Summary and Schedule

This material was commisioned by the EPSRC Digital Health Hub for AMR, for delivery to the UK HSA w/c 16th September 2024.

An introduction to R for non-programmers using the Gapminder data. In addition, this lesson makes use of bespoke synthetic data provided by UKHSA.

The goal of this lesson is to teach novice programmers to write modular code and best practices for using R for data analysis.
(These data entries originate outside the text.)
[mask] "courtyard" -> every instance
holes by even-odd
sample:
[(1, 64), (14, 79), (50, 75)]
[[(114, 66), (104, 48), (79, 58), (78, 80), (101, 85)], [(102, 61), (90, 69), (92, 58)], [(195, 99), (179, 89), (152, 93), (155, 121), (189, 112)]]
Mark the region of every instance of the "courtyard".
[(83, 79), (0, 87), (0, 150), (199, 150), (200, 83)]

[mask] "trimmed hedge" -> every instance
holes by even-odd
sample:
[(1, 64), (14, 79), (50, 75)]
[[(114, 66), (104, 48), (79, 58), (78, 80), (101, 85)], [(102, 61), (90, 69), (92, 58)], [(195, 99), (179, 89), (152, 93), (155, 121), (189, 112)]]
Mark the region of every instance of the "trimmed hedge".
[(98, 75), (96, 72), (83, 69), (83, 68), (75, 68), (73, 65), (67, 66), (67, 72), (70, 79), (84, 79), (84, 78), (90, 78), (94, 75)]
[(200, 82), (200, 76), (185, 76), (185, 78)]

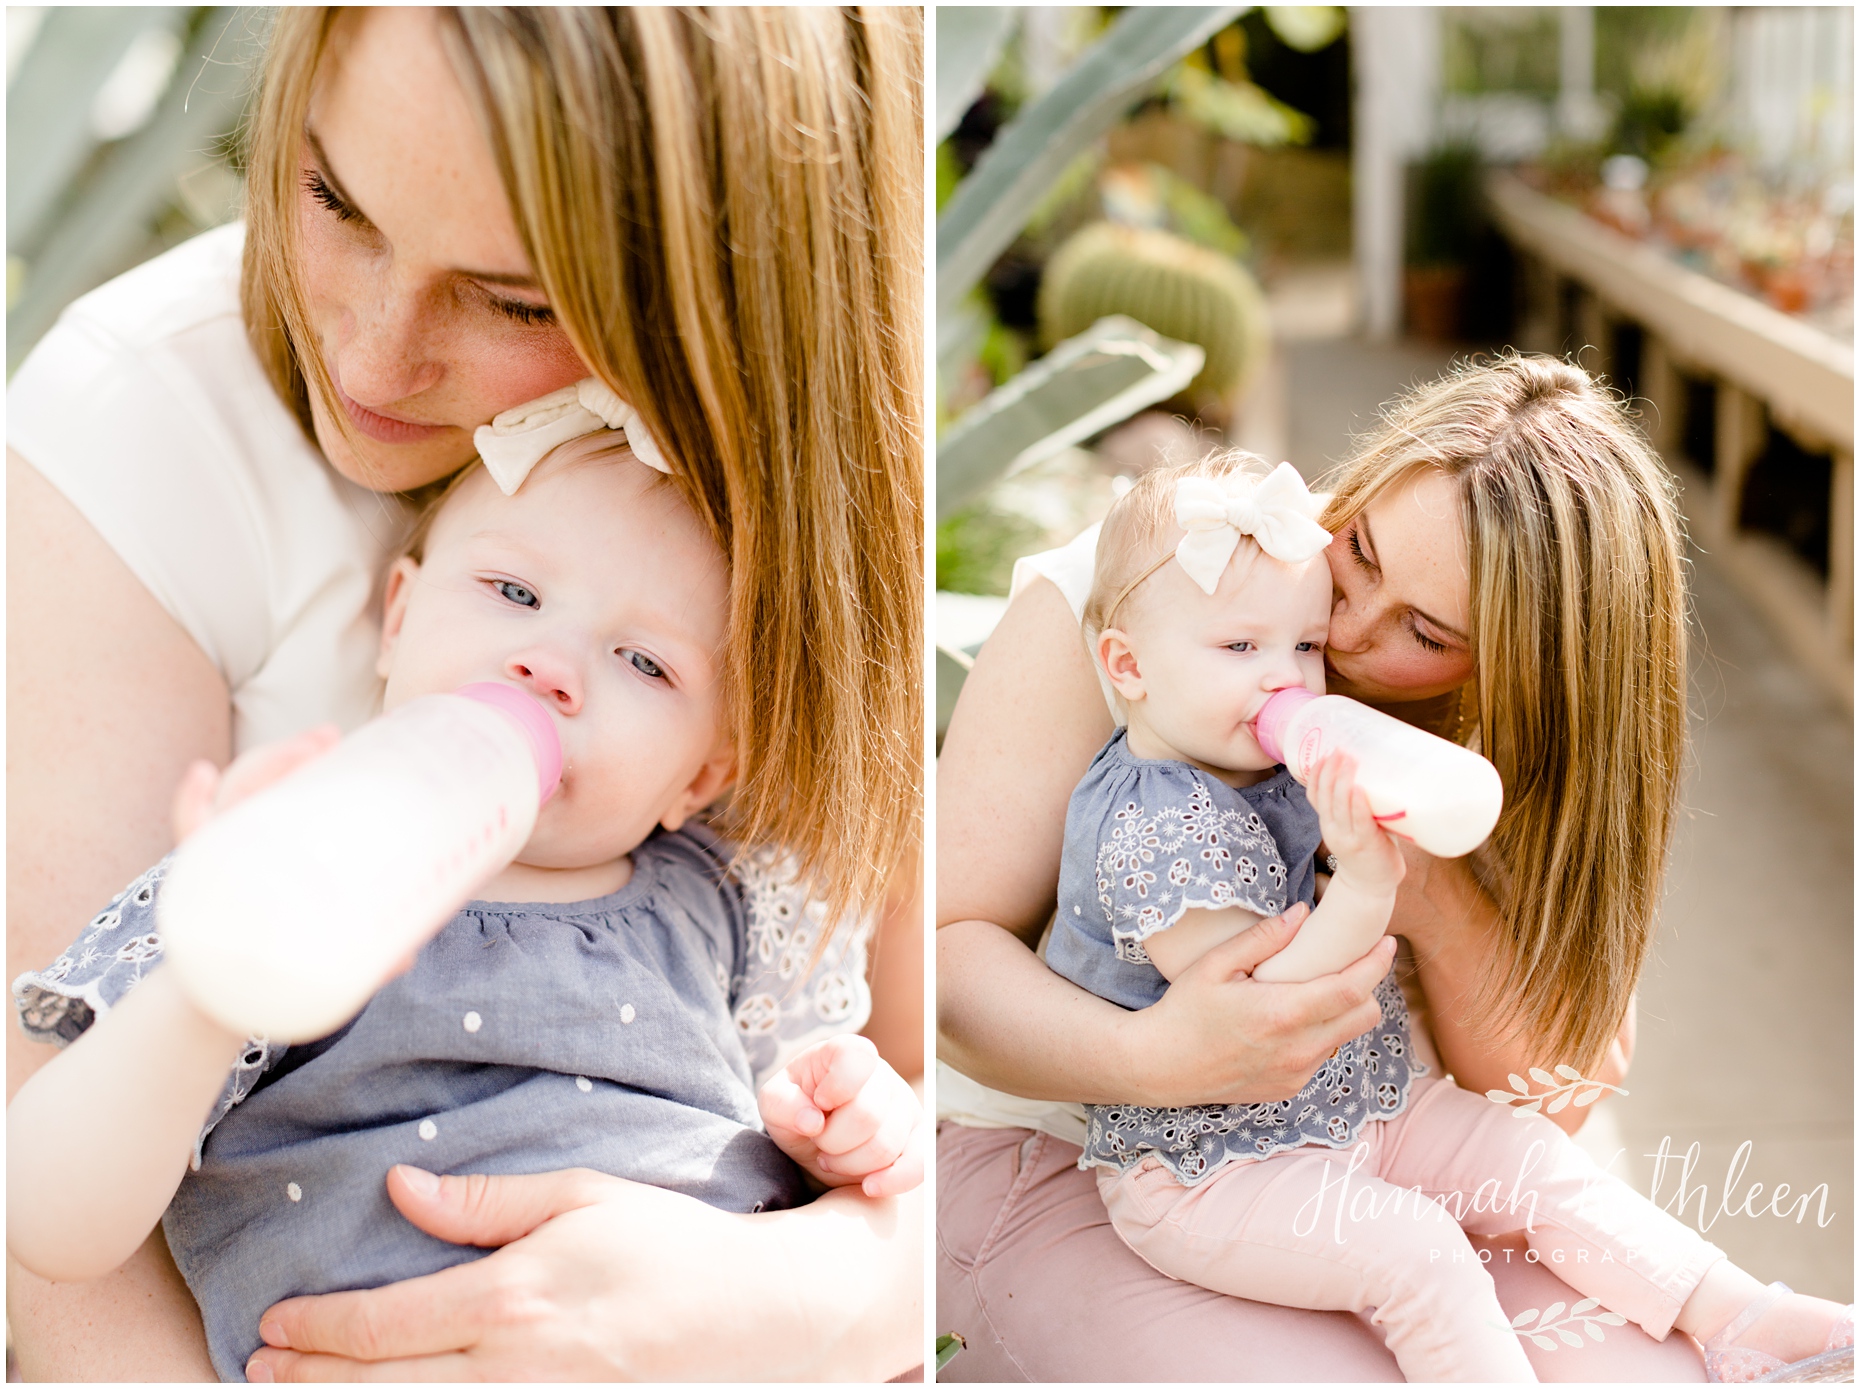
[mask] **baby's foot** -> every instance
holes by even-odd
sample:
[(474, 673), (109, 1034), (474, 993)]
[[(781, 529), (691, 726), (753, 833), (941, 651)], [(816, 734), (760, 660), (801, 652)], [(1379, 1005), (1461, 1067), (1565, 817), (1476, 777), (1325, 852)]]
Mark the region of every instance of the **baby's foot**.
[(1852, 1308), (1772, 1283), (1706, 1342), (1706, 1373), (1721, 1383), (1748, 1384), (1853, 1343)]

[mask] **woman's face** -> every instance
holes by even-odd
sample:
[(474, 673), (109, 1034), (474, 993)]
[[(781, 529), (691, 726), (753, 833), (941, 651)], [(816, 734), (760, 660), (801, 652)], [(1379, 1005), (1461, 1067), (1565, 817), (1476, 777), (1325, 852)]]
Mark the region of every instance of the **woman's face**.
[(446, 476), (499, 411), (587, 375), (524, 254), (497, 166), (426, 9), (337, 21), (298, 188), (317, 443), (378, 491)]
[(1452, 478), (1416, 470), (1338, 531), (1326, 554), (1332, 694), (1401, 704), (1472, 678), (1466, 534)]

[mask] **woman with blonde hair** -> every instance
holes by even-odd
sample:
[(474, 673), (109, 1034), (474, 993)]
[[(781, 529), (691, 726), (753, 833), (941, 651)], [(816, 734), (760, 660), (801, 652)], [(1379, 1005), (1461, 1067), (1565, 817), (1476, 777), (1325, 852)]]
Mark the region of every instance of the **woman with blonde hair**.
[[(1685, 749), (1671, 477), (1583, 372), (1507, 355), (1398, 402), (1331, 483), (1329, 690), (1478, 748), (1506, 790), (1479, 853), (1407, 846), (1390, 930), (1411, 956), (1417, 1047), (1431, 1032), (1423, 1060), (1475, 1092), (1532, 1066), (1617, 1080)], [(1379, 946), (1308, 984), (1254, 980), (1297, 929), (1277, 919), (1127, 1012), (1035, 956), (1066, 800), (1114, 717), (1078, 635), (1091, 544), (1024, 562), (939, 760), (938, 1305), (970, 1341), (950, 1369), (1228, 1379), (1244, 1348), (1260, 1379), (1398, 1378), (1354, 1317), (1156, 1273), (1075, 1167), (1082, 1118), (1061, 1102), (1285, 1099), (1374, 1026), (1386, 968)], [(1586, 1114), (1554, 1121), (1574, 1131)], [(1575, 1300), (1493, 1252), (1509, 1311)], [(1632, 1327), (1580, 1363), (1533, 1364), (1545, 1378), (1702, 1377), (1683, 1338), (1656, 1345)]]
[[(279, 12), (244, 227), (80, 300), (9, 389), (14, 973), (169, 847), (190, 762), (373, 712), (392, 494), (594, 377), (734, 576), (752, 1059), (863, 1025), (921, 1070), (921, 46), (909, 11)], [(43, 1052), (8, 1056), (10, 1092)], [(914, 1198), (730, 1216), (585, 1172), (394, 1195), (505, 1248), (280, 1304), (253, 1378), (920, 1358)], [(8, 1310), (29, 1377), (210, 1377), (159, 1232), (97, 1283), (10, 1269)]]

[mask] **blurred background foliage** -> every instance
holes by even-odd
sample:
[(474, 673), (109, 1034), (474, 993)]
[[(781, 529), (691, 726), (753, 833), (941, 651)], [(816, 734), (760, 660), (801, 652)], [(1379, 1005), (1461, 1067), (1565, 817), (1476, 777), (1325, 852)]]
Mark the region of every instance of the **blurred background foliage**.
[(15, 5), (7, 370), (72, 299), (238, 216), (262, 10)]

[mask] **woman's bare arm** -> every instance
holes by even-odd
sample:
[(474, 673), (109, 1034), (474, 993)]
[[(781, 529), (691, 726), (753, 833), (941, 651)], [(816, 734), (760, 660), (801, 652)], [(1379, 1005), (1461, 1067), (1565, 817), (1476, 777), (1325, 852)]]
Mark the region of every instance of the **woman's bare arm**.
[(1053, 907), (1066, 803), (1111, 718), (1065, 597), (1008, 605), (963, 686), (937, 765), (938, 1053), (1035, 1099), (1168, 1105), (1295, 1094), (1375, 1025), (1384, 947), (1309, 984), (1246, 977), (1293, 934), (1262, 923), (1132, 1013), (1033, 953)]
[[(49, 963), (172, 847), (187, 765), (231, 753), (226, 682), (77, 509), (7, 451), (7, 976)], [(7, 1033), (7, 1096), (55, 1053)], [(9, 1263), (34, 1378), (214, 1378), (158, 1231), (115, 1274), (46, 1283)]]
[(915, 855), (899, 871), (872, 940), (872, 1017), (865, 1035), (906, 1080), (924, 1073), (923, 864)]

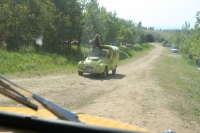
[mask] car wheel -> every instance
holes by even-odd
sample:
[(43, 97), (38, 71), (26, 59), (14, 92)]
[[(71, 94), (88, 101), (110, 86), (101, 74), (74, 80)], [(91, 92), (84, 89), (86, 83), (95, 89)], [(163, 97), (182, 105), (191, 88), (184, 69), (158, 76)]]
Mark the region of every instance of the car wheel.
[(78, 71), (78, 75), (80, 75), (80, 76), (83, 75), (83, 72), (79, 72), (79, 71)]
[(107, 67), (106, 67), (106, 68), (104, 69), (104, 72), (102, 73), (102, 77), (103, 77), (103, 78), (106, 78), (107, 75), (108, 75), (108, 69), (107, 69)]
[(113, 74), (113, 75), (115, 75), (115, 74), (116, 74), (116, 69), (117, 69), (117, 68), (115, 67), (115, 69), (114, 69), (114, 70), (112, 70), (112, 74)]

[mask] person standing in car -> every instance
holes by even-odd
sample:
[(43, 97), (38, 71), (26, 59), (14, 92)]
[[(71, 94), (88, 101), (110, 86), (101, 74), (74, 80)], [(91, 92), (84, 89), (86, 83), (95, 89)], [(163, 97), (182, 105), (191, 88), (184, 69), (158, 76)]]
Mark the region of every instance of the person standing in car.
[(102, 44), (99, 34), (95, 35), (94, 39), (92, 40), (92, 43), (93, 43), (93, 49), (99, 48), (99, 46)]

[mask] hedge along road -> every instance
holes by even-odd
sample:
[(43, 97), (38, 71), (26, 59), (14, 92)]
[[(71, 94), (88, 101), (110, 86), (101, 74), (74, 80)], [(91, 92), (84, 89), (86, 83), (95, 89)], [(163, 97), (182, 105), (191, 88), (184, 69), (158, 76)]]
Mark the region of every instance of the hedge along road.
[[(116, 75), (107, 78), (84, 74), (54, 74), (31, 78), (12, 78), (15, 83), (73, 112), (84, 112), (162, 132), (197, 133), (199, 126), (190, 125), (167, 107), (164, 88), (154, 73), (163, 49), (155, 48), (145, 56), (120, 65)], [(16, 106), (1, 97), (0, 106)], [(21, 106), (17, 104), (17, 106)]]

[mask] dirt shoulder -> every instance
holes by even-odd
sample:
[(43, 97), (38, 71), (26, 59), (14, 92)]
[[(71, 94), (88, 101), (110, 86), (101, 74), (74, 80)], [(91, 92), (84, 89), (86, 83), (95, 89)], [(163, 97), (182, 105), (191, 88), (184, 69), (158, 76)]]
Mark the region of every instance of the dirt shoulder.
[[(111, 118), (156, 132), (173, 129), (179, 133), (199, 133), (198, 126), (181, 120), (167, 107), (164, 88), (154, 76), (164, 47), (152, 45), (155, 48), (145, 56), (119, 66), (116, 75), (109, 72), (106, 79), (63, 73), (11, 80), (74, 112)], [(14, 105), (1, 100), (2, 105)]]

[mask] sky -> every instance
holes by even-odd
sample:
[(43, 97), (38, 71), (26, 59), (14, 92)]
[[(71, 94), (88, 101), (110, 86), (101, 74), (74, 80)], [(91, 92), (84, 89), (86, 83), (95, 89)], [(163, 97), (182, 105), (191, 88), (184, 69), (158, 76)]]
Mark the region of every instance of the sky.
[(182, 29), (185, 22), (193, 28), (200, 0), (98, 0), (108, 12), (116, 11), (117, 17), (142, 22), (154, 29)]

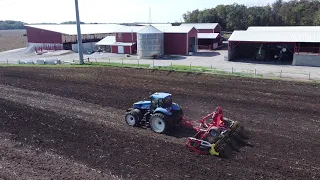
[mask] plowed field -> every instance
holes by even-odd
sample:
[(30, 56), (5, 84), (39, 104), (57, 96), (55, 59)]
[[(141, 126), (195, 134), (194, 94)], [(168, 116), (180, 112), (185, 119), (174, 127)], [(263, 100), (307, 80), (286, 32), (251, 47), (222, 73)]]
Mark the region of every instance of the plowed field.
[[(130, 128), (124, 112), (170, 92), (186, 117), (217, 106), (254, 148), (200, 156), (187, 132)], [(0, 179), (320, 179), (320, 85), (117, 68), (0, 68)]]

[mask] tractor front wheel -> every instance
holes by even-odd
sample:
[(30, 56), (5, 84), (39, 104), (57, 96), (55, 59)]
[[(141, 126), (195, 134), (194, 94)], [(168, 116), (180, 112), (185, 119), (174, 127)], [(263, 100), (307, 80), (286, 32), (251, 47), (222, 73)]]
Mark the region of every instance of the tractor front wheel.
[(133, 109), (126, 114), (126, 123), (129, 126), (138, 126), (140, 124), (140, 110), (139, 109)]
[(151, 116), (149, 125), (154, 132), (163, 134), (167, 131), (169, 124), (164, 114), (155, 113)]

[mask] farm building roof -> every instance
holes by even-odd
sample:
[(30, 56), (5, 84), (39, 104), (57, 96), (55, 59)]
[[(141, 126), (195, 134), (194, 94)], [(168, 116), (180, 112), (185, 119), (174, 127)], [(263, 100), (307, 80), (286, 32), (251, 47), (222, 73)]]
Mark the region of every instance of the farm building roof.
[(163, 33), (188, 33), (193, 26), (157, 26), (156, 28)]
[[(37, 29), (58, 32), (67, 35), (77, 35), (76, 24), (50, 24), (50, 25), (25, 25)], [(122, 27), (118, 24), (81, 24), (81, 34), (105, 34), (114, 33), (117, 28)]]
[(145, 26), (122, 26), (119, 27), (115, 30), (115, 32), (119, 32), (119, 33), (131, 33), (131, 32), (138, 32), (141, 31), (142, 29), (144, 29)]
[(219, 33), (198, 33), (198, 39), (217, 39)]
[(320, 31), (320, 26), (250, 26), (247, 31)]
[(320, 42), (320, 31), (234, 31), (229, 41), (246, 42)]
[(138, 33), (139, 34), (162, 34), (163, 32), (160, 31), (159, 29), (153, 27), (152, 25), (151, 26), (143, 26), (144, 28), (139, 31)]
[(215, 29), (218, 23), (183, 23), (180, 26), (192, 26), (196, 29)]
[(132, 46), (136, 43), (131, 43), (131, 42), (115, 42), (113, 44), (110, 44), (112, 46)]
[(103, 38), (101, 41), (97, 42), (96, 45), (110, 45), (116, 42), (115, 36), (107, 36)]
[(131, 42), (116, 42), (115, 36), (107, 36), (96, 43), (98, 46), (132, 46), (134, 44)]
[(147, 23), (144, 23), (144, 24), (137, 24), (137, 25), (140, 25), (140, 26), (149, 26), (149, 25), (152, 25), (154, 27), (157, 27), (157, 26), (172, 26), (171, 23), (164, 23), (164, 24), (160, 24), (160, 23), (150, 23), (150, 24), (147, 24)]

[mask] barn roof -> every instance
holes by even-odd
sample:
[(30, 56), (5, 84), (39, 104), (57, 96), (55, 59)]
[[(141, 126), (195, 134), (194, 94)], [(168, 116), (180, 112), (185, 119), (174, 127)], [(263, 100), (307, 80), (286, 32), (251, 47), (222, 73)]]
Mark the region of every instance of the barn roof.
[(192, 26), (196, 29), (215, 29), (219, 23), (183, 23), (180, 26)]
[[(76, 24), (46, 24), (46, 25), (25, 25), (37, 29), (58, 32), (67, 35), (77, 35)], [(118, 24), (81, 24), (81, 34), (105, 34), (114, 33), (116, 29), (122, 27)]]
[(320, 26), (250, 26), (247, 31), (320, 31)]
[(152, 25), (144, 26), (144, 28), (138, 32), (139, 34), (163, 34), (162, 31), (153, 27)]
[(319, 43), (320, 31), (234, 31), (229, 41)]
[(217, 39), (219, 33), (198, 33), (198, 39)]
[(119, 33), (131, 33), (131, 32), (138, 32), (144, 29), (145, 26), (122, 26), (117, 28), (115, 31)]
[(189, 33), (193, 26), (157, 26), (163, 33)]
[(149, 25), (152, 25), (152, 26), (154, 26), (154, 27), (157, 27), (157, 26), (172, 26), (171, 23), (164, 23), (164, 24), (161, 24), (161, 23), (150, 23), (150, 24), (143, 23), (143, 24), (137, 24), (137, 25), (140, 25), (140, 26), (149, 26)]
[(96, 45), (110, 45), (116, 42), (115, 36), (107, 36), (96, 43)]

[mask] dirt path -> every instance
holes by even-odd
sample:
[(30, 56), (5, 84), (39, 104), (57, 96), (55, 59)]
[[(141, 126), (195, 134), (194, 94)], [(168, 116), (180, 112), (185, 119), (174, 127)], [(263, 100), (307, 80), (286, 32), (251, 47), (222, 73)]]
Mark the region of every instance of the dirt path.
[[(0, 78), (3, 133), (105, 174), (320, 178), (319, 85), (102, 68), (2, 68)], [(190, 118), (222, 106), (228, 117), (245, 123), (255, 148), (221, 160), (188, 152), (185, 137), (127, 127), (124, 110), (155, 91), (172, 92)]]

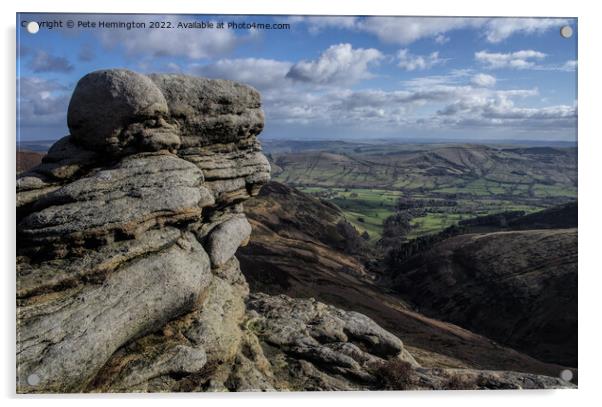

R is commonly used in many scientific disciplines for statistical analysis and its array of third-party packages. We find that many scientists who come to Software Carpentry workshops use R and want to learn more. The emphasis of these materials is to give attendees a strong foundation in the fundamentals of R, and to teach best practices for scientific computing: breaking down analyses into modular units, task automation, and encapsulation.

This lesson has been expanded to incorporate additional content on the use of Git and GitHub for version control via RStudio, creation and validation of regression models and SQL.

This content has been developed to form a five day course.
The instructor notes page has some suggested lesson plans suitable for shorter workshops.

A variety of third party packages are used throughout this workshop. These are not necessarily the best, nor are they comprehensive, but they are packages we find useful, and have been chosen primarily for their usability.

Prerequisites

Understand that computers store data and instructions (programs, scripts etc.) in files. Files are organised in directories (folders). Know how to access files not in the working directory by specifying the path.

Setup Instructions

Download files required for the lesson

00h 00m

1. Introduction to R and RStudio

How to find your way around RStudio?
How to interact with R?
How to manage your environment?
How to install packages?

00h 55m

2. Project Management With RStudio

How can I manage my projects in R?

01h 25m

3. Seeking Help

How can I get help in R?

01h 45m

4. Data Structures

How can I read data in R?
What are the basic data types in R?
How do I represent categorical information in R?

02h 40m

5. Exploring Data Frames

How can I manipulate a data frame?

03h 10m

6. Subsetting Data

How can I work with subsets of data in R?

04h 00m

7. Creating Publication-Quality Graphics with ggplot2

How can I create publication-quality graphics in R?

05h 20m

8. Writing Data

How can I save plots and data created in R?

05h 40m

9. Data Frame Manipulation with dplyr

How can I manipulate data frames without repeating myself?

06h 35m

10. Data Frame Manipulation with tidyr

How can I change the layout of a data frame?

07h 20m

11. Basic Statistics: describing, modelling and reporting

How can I detect the type of data I have?
How can I make meaningful summaries of my data?

08h 40m

12. Logistic Regression

How can I identify factors for antibiotic resistance?
How can I check the validity of model?

10h 40m

13. Broom

How can I present model outputs in an easier to read way?

11h 30m

14. Producing Reports With Quarto

How can I integrate software and reports?

13h 30m

15. SQL and R

What is the relationship between a relational database and SQL?
How do you query databases using SQL?
How can I filter data?
Can SQL be used to make calculations?
How do I join two tables if they share a common point of information?

17h 30m

16. Best Practices for Writing R Code

How can I write R code that other people can understand and use?

18h 10m

17. Introduction to Reproducibility

What is reproducibility and why should I care?

20h 40m

18. Writing Good Software

How can I write software that other people can use?

20h 55m

19. Supplemental - Assumption Diagnostics and Regression Trouble Shooting

How can I check that my data is suitable for use in a linear regression model?

22h 35m

Finish

The actual schedule may vary slightly depending on the topics and exercises chosen by the instructor.

This lesson assumes you have R and RStudio installed on your computer.

Download and install the latest version of R.
Download and install RStudio. RStudio is an application (an integrated development environment or IDE) that facilitates the use of R and offers a number of nice additional features. You will need the free Desktop version for your computer.